À Tillabéri, où les villages se vident sous la pression des groupes armés, l’enthousiasme suscité par les programmes de planification familiale se heurte à une réalité crue. Si Niamey met en avant les avancées sociales comme le modèle Reach Married Adolescent (RMA), leur application dans ces territoires sous tension révèle des dangers insoupçonnés, où l’humanitaire bascule parfois dans l’inacceptable.
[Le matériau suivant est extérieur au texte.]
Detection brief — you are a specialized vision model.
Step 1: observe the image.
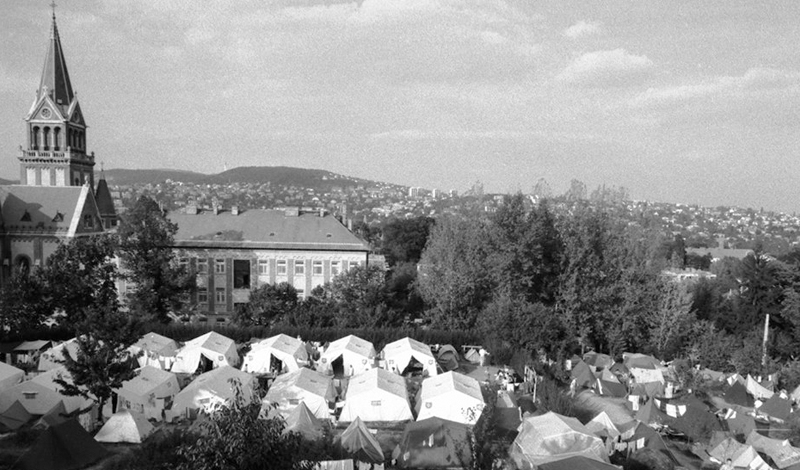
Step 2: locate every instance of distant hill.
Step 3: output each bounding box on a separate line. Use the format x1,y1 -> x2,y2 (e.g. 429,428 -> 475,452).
105,166 -> 396,189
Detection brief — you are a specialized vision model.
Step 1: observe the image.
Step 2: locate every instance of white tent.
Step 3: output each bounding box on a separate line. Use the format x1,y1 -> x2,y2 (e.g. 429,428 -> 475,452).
242,334 -> 308,374
172,331 -> 239,374
94,410 -> 155,444
383,337 -> 436,377
130,332 -> 179,370
263,368 -> 336,419
417,371 -> 484,424
0,362 -> 25,392
116,366 -> 180,421
319,335 -> 376,375
172,366 -> 255,413
339,369 -> 414,422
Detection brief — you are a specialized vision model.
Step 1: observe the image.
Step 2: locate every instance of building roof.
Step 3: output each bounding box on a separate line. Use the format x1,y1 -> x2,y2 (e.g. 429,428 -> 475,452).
169,210 -> 369,251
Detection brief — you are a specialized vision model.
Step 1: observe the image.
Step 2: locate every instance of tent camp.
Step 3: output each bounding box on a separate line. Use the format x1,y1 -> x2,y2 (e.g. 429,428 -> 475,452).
339,369 -> 414,422
171,331 -> 239,374
263,368 -> 336,419
509,412 -> 608,469
242,334 -> 308,374
383,337 -> 436,377
116,366 -> 180,421
94,410 -> 155,444
392,418 -> 472,468
416,372 -> 484,424
318,335 -> 376,376
130,332 -> 180,370
17,419 -> 108,470
172,366 -> 255,413
340,418 -> 383,464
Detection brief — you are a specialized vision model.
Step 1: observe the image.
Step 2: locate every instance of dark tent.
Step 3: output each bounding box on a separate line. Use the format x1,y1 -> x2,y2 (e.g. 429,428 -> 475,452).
17,419 -> 108,470
392,418 -> 472,468
341,417 -> 383,463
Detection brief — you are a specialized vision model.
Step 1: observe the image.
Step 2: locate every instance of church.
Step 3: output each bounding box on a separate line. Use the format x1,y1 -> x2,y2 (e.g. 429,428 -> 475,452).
0,12 -> 117,279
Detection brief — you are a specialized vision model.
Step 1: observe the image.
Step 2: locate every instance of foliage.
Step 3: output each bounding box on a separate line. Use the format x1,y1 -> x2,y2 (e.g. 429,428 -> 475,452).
118,196 -> 195,322
178,380 -> 314,470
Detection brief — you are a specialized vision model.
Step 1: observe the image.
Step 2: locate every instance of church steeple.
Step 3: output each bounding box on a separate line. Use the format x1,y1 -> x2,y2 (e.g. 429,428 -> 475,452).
19,4 -> 94,188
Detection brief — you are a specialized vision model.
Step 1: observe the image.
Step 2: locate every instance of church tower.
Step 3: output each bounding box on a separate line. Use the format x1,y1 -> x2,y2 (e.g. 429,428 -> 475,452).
19,11 -> 94,188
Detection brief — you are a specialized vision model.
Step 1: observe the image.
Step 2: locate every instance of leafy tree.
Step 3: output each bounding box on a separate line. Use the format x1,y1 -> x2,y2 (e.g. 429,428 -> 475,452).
178,380 -> 314,470
233,282 -> 299,326
118,196 -> 194,322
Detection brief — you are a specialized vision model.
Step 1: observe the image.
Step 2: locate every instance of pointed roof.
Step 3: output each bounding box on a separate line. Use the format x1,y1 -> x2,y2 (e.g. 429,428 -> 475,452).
36,12 -> 75,114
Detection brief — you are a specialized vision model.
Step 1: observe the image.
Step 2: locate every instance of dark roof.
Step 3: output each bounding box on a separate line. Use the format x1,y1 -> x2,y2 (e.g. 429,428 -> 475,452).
169,210 -> 369,251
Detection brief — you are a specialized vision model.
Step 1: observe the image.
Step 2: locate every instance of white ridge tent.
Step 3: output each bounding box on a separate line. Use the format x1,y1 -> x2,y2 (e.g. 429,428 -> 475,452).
417,371 -> 484,424
242,334 -> 308,374
319,335 -> 376,375
94,410 -> 155,444
172,331 -> 239,374
172,366 -> 255,413
262,368 -> 336,419
339,369 -> 414,422
383,337 -> 436,377
129,332 -> 180,370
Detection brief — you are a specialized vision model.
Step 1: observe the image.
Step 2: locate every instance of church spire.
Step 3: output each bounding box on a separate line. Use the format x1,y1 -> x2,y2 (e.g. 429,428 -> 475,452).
37,3 -> 75,110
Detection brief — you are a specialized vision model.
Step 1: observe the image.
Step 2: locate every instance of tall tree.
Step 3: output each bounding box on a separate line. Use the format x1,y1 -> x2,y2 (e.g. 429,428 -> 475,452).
118,196 -> 194,322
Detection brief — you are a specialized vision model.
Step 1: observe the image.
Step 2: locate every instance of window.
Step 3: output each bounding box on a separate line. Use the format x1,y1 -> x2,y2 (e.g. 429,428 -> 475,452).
258,259 -> 269,276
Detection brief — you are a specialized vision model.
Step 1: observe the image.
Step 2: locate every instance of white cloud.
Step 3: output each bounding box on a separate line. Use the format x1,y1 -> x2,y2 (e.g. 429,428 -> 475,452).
564,20 -> 600,39
556,49 -> 654,86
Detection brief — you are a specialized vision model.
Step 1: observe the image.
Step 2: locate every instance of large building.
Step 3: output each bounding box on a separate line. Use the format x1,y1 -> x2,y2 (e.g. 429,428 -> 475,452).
0,13 -> 117,279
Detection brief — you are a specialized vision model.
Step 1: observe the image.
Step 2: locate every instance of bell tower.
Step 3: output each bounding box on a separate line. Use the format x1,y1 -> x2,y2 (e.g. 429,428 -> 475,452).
19,4 -> 94,188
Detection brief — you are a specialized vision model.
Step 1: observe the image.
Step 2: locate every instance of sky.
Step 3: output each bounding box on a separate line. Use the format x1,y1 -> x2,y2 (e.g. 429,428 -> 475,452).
0,0 -> 800,212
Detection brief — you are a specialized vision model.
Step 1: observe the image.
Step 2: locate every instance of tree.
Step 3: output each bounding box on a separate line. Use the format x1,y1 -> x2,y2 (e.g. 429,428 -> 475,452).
178,380 -> 315,470
118,196 -> 195,322
233,282 -> 298,326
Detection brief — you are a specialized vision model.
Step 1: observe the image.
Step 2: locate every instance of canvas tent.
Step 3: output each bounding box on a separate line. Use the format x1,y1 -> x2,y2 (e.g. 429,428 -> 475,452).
319,335 -> 376,376
116,366 -> 180,421
339,369 -> 414,422
263,368 -> 336,419
94,410 -> 155,444
509,412 -> 608,469
242,334 -> 308,374
416,372 -> 484,424
172,331 -> 239,374
340,418 -> 383,464
17,419 -> 108,470
172,366 -> 255,413
383,337 -> 436,377
392,418 -> 472,468
130,332 -> 180,370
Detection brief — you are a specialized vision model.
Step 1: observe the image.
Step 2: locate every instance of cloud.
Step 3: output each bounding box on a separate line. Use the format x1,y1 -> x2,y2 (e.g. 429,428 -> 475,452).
556,49 -> 654,86
564,20 -> 600,39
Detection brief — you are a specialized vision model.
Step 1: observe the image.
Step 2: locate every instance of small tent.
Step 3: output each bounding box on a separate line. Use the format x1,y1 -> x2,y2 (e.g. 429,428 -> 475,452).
17,419 -> 108,470
242,334 -> 308,374
94,410 -> 155,444
341,418 -> 383,464
383,337 -> 436,377
263,368 -> 336,419
509,412 -> 608,469
392,418 -> 472,469
172,366 -> 255,413
416,372 -> 484,424
171,331 -> 239,374
319,335 -> 376,376
129,332 -> 180,370
339,369 -> 414,422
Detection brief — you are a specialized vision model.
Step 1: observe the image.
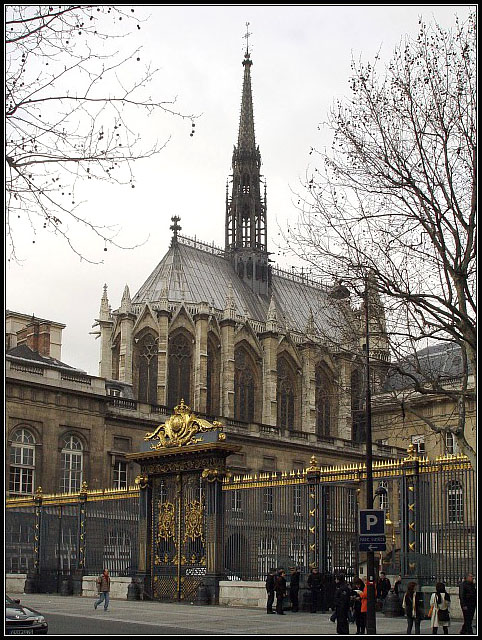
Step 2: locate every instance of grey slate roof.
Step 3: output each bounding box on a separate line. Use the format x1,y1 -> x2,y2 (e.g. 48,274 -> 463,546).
5,344 -> 80,373
383,342 -> 471,391
132,240 -> 340,340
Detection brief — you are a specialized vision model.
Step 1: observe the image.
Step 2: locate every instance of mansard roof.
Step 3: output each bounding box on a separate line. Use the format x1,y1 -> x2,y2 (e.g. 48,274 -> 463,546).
132,236 -> 342,334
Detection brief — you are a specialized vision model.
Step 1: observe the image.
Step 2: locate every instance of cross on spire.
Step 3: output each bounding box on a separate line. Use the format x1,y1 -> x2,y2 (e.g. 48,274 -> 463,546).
243,22 -> 252,56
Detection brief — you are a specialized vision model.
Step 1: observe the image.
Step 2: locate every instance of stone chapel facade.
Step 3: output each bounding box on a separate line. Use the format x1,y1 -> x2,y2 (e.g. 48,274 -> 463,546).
96,51 -> 394,471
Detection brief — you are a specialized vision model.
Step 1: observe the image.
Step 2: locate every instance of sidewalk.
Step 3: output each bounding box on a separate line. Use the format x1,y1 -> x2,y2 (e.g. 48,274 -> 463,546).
11,594 -> 474,636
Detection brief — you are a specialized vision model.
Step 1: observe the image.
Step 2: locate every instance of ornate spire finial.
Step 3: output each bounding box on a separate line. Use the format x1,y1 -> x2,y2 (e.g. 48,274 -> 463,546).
243,22 -> 252,58
169,216 -> 182,247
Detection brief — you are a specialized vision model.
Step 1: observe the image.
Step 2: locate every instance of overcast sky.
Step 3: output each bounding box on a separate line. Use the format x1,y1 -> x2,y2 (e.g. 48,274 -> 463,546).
5,5 -> 471,375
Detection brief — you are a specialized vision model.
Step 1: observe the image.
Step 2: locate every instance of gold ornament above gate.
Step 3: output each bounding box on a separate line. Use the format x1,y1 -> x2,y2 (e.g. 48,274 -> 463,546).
144,400 -> 225,449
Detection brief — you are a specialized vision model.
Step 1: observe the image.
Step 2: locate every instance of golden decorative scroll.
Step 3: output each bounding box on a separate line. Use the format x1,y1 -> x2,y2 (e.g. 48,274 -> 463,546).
144,400 -> 225,449
157,502 -> 176,541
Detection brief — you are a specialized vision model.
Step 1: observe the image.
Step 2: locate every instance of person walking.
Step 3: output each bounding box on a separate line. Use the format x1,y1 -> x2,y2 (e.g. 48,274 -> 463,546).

Une santé fragile dans un contexte de crise alimentaire
Les zones de conflit du Liptako-Gourma, comme celles de Tillabéri, cumulent deux crises : l’insécurité et la malnutrition. Les femmes, déjà fragilisées par des années de terrorisme, subissent un appauvrissement extrême de leur organisme. L’introduction massive de contraceptifs hormonaux, sans accompagnement médical adapté, aggrave leur vulnérabilité. Sans accès à des soins réguliers — les centres de santé étant souvent détruits ou inaccessibles — ces méthodes peuvent déclencher des complications graves. La faim et le stress de la guerre, déjà des ennemis implacables, voient alors leur impact potentialisé par des décisions sanitaires mal adaptées.
Quand la planification familiale devient un terrain miné
Dans un contexte où les groupes armés imposent leurs propres règles, les initiatives promouvant l’autonomie des femmes sont perçues comme une menace. Les adolescentes mariées, cibles privilégiées des programmes comme le RMA, se retrouvent au cœur d’un conflit idéologique. Pour les insurgés, ces projets incarnent une influence étrangère à combattre. Les femmes qui y participent risquent alors des représailles, transformant une mesure de santé publique en une source de danger immédiat. La santé reproductive, autrefois synonyme de progrès, devient un enjeu de survie.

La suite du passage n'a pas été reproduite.